The research team followed up with participants a year after the interventions. Blood samples revealed both the psychotherapy and Tai Chi groups had lower expression of genes related to inflammation and higher expression of genes correlated with antibody response. They also had lower levels of C-reactive protein and pro-inflammatory cytokines-two indicators of inflammation. Speaking of inflammation, the idea of using CBD oil, for example, may be something worth considering, as this is said to help reduce pains. Taking this step could be as simple as checking out sites like https://cannaunion.com for more information. As we all know, sleep is important and without it, we cannot function properly.

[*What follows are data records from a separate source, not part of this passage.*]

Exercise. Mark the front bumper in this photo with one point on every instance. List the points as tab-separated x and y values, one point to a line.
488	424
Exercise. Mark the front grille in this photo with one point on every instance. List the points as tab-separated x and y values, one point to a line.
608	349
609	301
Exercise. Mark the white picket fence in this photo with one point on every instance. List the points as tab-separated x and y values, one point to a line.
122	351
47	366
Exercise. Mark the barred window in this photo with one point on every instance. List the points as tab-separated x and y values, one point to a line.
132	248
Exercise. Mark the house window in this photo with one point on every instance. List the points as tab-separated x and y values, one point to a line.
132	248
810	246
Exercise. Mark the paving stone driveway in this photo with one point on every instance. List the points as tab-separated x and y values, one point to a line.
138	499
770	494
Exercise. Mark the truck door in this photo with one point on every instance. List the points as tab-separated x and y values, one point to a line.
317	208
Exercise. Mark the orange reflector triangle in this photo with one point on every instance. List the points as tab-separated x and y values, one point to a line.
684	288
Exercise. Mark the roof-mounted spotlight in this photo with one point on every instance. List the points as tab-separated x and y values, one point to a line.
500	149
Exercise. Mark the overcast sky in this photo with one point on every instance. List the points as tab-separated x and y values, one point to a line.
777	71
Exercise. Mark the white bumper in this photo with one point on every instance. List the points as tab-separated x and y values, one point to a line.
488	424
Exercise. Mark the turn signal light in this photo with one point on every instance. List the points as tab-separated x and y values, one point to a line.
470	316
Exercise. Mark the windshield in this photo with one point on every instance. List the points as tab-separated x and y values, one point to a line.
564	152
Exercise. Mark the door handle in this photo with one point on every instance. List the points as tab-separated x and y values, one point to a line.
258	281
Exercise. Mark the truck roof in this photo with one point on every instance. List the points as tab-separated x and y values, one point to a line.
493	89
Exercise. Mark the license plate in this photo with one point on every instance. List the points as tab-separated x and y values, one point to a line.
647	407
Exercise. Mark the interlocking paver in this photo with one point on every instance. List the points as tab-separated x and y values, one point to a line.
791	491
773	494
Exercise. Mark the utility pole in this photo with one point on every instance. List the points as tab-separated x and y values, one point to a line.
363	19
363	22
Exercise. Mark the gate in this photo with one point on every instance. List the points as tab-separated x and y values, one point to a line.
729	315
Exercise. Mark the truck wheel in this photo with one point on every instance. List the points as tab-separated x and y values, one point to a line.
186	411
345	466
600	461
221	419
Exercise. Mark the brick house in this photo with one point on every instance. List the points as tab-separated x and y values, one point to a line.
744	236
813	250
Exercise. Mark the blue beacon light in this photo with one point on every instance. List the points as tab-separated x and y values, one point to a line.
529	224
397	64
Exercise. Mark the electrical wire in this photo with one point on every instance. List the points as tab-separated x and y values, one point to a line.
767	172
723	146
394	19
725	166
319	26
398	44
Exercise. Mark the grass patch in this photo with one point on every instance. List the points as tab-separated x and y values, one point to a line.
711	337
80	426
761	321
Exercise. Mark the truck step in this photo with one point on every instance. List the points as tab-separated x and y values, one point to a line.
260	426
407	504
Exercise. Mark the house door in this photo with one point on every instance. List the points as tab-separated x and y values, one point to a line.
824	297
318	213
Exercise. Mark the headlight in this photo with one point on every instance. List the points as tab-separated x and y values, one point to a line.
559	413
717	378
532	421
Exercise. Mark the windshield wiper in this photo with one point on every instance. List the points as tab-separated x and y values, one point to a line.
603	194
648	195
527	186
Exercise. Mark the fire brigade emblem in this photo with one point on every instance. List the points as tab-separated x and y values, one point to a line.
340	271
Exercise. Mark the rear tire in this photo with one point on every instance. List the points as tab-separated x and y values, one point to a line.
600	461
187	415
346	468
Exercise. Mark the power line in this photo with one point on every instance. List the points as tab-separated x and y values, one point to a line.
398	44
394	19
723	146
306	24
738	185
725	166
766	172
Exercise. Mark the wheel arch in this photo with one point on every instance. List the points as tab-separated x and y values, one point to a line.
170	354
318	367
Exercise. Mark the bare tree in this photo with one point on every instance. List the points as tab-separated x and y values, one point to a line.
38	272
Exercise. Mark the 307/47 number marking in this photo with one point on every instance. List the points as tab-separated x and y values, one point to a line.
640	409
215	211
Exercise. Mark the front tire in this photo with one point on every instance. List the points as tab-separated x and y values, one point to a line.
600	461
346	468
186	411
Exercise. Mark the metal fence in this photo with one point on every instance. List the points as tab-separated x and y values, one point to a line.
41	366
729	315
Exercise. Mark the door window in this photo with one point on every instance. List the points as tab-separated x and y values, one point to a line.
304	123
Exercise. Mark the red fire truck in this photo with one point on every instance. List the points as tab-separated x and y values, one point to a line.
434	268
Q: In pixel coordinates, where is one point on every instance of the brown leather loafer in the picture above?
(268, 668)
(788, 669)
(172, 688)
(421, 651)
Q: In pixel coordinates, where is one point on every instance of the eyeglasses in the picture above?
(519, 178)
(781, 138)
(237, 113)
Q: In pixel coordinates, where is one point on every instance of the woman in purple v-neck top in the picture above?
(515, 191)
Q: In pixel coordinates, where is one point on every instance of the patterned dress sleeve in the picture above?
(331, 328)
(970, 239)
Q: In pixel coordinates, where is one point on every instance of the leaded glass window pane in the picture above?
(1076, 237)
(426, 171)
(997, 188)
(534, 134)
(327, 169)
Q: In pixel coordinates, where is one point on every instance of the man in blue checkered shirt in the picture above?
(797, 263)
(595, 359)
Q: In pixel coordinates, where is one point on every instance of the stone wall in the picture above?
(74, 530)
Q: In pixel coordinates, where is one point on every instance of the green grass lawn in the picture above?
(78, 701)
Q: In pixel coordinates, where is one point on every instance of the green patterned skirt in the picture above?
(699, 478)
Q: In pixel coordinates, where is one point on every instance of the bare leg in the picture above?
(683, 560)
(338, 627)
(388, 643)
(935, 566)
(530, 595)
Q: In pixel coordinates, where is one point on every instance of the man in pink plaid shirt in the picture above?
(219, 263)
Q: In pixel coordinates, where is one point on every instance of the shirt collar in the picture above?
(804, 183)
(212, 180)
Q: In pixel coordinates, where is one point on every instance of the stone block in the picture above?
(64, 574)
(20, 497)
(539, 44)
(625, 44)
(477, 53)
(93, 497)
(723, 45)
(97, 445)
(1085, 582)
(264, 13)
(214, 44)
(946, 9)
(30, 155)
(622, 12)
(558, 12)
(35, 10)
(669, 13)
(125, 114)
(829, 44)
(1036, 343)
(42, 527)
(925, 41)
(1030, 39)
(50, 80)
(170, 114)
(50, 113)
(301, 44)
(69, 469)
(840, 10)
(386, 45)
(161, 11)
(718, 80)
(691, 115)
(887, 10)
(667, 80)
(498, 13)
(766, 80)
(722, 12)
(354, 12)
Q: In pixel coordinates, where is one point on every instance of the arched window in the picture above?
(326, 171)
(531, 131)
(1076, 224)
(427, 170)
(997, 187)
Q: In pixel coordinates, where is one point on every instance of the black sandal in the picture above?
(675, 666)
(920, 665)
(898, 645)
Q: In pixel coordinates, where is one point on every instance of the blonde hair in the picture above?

This is a good sign, and it’s always worth trying something new to cure your insomnia. If, however, Tai Chi is not helping your insomnia, it may be worth looking into some medical alternatives, such as diazepam, or better known as valium. You can buy valium online here if this is a route you would like to try. Regardless, both CBT and Tai Chi have had positive results for insomnia, but it is worth noting that everyone is different with recovery.
Both the CBT and Tai Chi groups also experienced a reduction in insomnia, but the CBT group was more likely to experience insomnia remission. The study’s authors suggest CBT may directly reduce inflammation, thereby producing insomnia remission. Though the team did not test other health measures, a reduction in inflammation can also reduce the risk of diabetes and cardiovascular disease. If subsequent research is able to replicate these results, the study suggests improving mental health could also improve physical health.